Bug 4041 - a kexec patch causes poweroff to hang on some computers
Summary: a kexec patch causes poweroff to hang on some computers
Status: CLOSED CODE_FIX
Alias: None
Product: ACPI
Classification: Unclassified
Component: Power-Off (show other bugs)
Hardware: i386 Linux
: P2 high
Assignee: Alexey Starikovskiy
URL:
Keywords:
: 4160 (view as bug list)
Depends on:
Blocks:
 
Reported: 2005-01-14 09:10 UTC by Barry K. Nathan
Modified: 2005-07-27 17:49 UTC (History)
5 users (show)

See Also:
Kernel Version: 2.6.11-rc1-mm1
Subsystem:
Regression: ---
Bisected commit-id:


Attachments
"powerforce" (tiny poweroff program) (313 bytes, text/plain)
2005-01-14 09:13 UTC, Barry K. Nathan
Details
reasonably minimal .config for test purposes (11.80 KB, text/plain)
2005-01-14 09:33 UTC, Barry K. Nathan
Details
serial console capture of a working shutdown (6.11 KB, text/plain)
2005-01-14 09:36 UTC, Barry K. Nathan
Details
output from broken shutdown (5.86 KB, text/plain)
2005-01-14 09:44 UTC, Barry K. Nathan
Details
output of "dmidecode" (13.90 KB, text/plain)
2005-01-14 09:48 UTC, Barry K. Nathan
Details
ACPI power-off cleanup patch (4.36 KB, patch)
2005-03-01 04:06 UTC, Alexey Starikovskiy
Details | Diff
ACPI power-off cleanup patch (7.31 KB, patch)
2005-03-03 08:36 UTC, Alexey Starikovskiy
Details | Diff
minimal, possibly ugly fix for attachment 4649 for !CONFIG_ACPI_SLEEP (892 bytes, patch)
2005-03-04 08:01 UTC, Barry K. Nathan
Details | Diff
modify magic sysrq poweroff infrastructure (881 bytes, patch)
2005-03-07 10:19 UTC, Barry K. Nathan
Details | Diff
allow magic sysrq to use a different poweroff handler (1.80 KB, patch)
2005-03-08 06:38 UTC, Barry K. Nathan
Details | Diff
change ACPI to handle Alt-SysRQ-O differently from regular poweroff (1.08 KB, patch)
2005-03-08 06:48 UTC, Barry K. Nathan
Details | Diff
Combined patch (6.15 KB, patch)
2005-03-09 05:47 UTC, Alexey Starikovskiy
Details | Diff
Fixed combined patch (8.60 KB, patch)
2005-03-15 04:02 UTC, Alexey Starikovskiy
Details | Diff

Description Barry K. Nathan 2005-01-14 09:10:18 UTC
Distribution: Fedora Core 2 or 3, or a highly stripped down "distribution"
(which I will attach to this bug)
Hardware Environment: Intel D815EGEW motherboard; IOGear 2-head KVM switch (need
to retest without the KVM, but I'll do that after I file this bug)
Software Environment: Minimal test environment consists of an ext2 partition
with two directories, /lost+found and /sbin, and one file, /sbin/init
Problem Description:

Some computers hang instead of properly shutting down when the following patch
is applied to the kernel tree:
kexec-i8259-shutdowni386.patch

(That is, the problem disappears from 2.6.11-rc1-mm1 once this patch is
reverted, and it appears on 2.6.11-rc1 plus just this patch.)

This problem was pretty widely seen with 2.6.9-based Fedora kernels, which
included kexec patches from 2.6.9-mm:
https://bugzilla.redhat.com/bugzilla/show_bug.cgi?id=132761


Steps to reproduce:

1. Install kernel
2. Boot without disabling ACPI.
3. Run "shutdown -h now".

In more detail, for a minimal test environment:
1. Compile a minimal test kernel, preferably one that does not use modules and
that will fit onto a single floppy disk.

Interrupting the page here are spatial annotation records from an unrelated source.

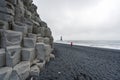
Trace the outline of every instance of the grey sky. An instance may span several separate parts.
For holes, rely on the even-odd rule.
[[[120,0],[33,1],[55,40],[120,40]]]

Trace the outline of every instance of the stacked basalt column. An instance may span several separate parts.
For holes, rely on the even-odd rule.
[[[0,0],[0,80],[39,76],[52,44],[51,30],[32,0]]]

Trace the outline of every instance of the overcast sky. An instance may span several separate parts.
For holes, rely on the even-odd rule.
[[[33,0],[55,40],[120,40],[120,0]]]

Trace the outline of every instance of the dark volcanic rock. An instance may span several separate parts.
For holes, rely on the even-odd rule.
[[[55,44],[38,80],[120,80],[120,51]]]

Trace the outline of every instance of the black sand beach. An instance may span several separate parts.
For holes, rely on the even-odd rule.
[[[56,58],[39,80],[120,80],[120,51],[54,44]]]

I will be attaching one of the .configs
that I used.
2. Run "rdev arch/i386/boot/bzImage /dev/hda2", where "/dev/hda2" is the ext2
partition that you will install the minimal /sbin/init.
3. Prepare a floppy disk with the SYSLINUX boot loader (I used version 2.08).
4. Create a syslinux.cfg file on the floppy with the following line:
default bzimage
5. Add appropriate arguments for a serial console if needed.
6. Copy arch/i386/boot/bzImage onto the floppy.
7. gcc -Os -static -o powerforce powerforce.c (I will attach the source)
8. strip powerforce
9. Copy powerforce onto the ext2 partition as /sbin/init.
10. Reboot from the floppy.
11. See whether the computer shuts down properly or not.
12. To continue testing, reconfigure/repatch/change your kernel and/or
syslinux.cfg as needed, and repeat steps 1, 2, 6, 10-12 (or so) as needed.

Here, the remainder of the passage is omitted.